Oder ist es vielleicht der, der zugibt, wenn er Hilfe braucht? Der Schwäche zeigen kann? Der Beziehungen pflegt statt Dominanz zu demonstrieren? Der – wie die Bonobos – erkannt hat, dass Kooperation erfolgreicher ist als Konkurrenz?
Ich weiß es nicht. Aber ich weiß, dass ich in diesen zwei Monaten viel über die “Gattung Mann” gelernt habe. Und vor allem über mich selbst. Ich bin kein Alpha. Ich werde nie einer sein. Und weißt du was? Das ist okay.
Denn vielleicht ist die ganze Alpha-Beta-Einteilung sowieso Quatsch. Vielleicht gibt es nicht “den” Mann. Vielleicht gibt es nur Menschen. Mit unterschiedlichen Hormonen. Unterschiedlichen Persönlichkeiten. Unterschiedlichen Stärken und Schwächen.

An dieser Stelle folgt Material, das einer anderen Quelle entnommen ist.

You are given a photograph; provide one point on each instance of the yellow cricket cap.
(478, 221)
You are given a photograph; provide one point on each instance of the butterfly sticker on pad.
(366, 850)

Und hat man das erstmal verinnerlicht und verstanden, tut sich (quasi zwangsläufig) ein weiterer Gedanke auf. Wenn wir uns “Männlichkeit” und “Weiblichkeit” tatsächlich als Skala vorstellen, dann bekommt die These “Es gibt nur zwei Geschlechter!!!11!!!!1!” plötzlich eine neue Dimension. Ja, ich glaube auch, dass es nur zwei biologische Geschlechter gibt. Und Menschen, die BEIDE Geschlechter haben. Mehr nicht. Ende, Aus, Micky Maus. Aber trennen wir uns mal kurz von biologischen, physischen Geschlechtsmerkmalen. Dann haben wir plötzlich unendlich viele “Geschlechter”. Dann ist da plötzlich eine riesige Skala an “Weiblichkeit” und “Männlichkeit”. Und DANN gibt es plötzlich auch völlig unterschiedliche Formen dieser beiden (biologischen) Geschlechter. Dann bin ich plötzlich ein sehr “weiblicher” Mann und ein Großteil meiner Mitpatienten eben sehr “männliche” Exemplare. Ist das nicht ein spannender Gedanke?
Epilog: Der Bonobo in mir
Wenn ich heute einen BMW mit 80 durch die 30er-Zone rasen sehe, denke ich nicht: “Was für ein Alpha.” Ich werde wütend und denke eher: “Was für ein dämlicher Stoffel!” Und ich frage mich direkt, was dieser Mensch wohl kompensieren muss.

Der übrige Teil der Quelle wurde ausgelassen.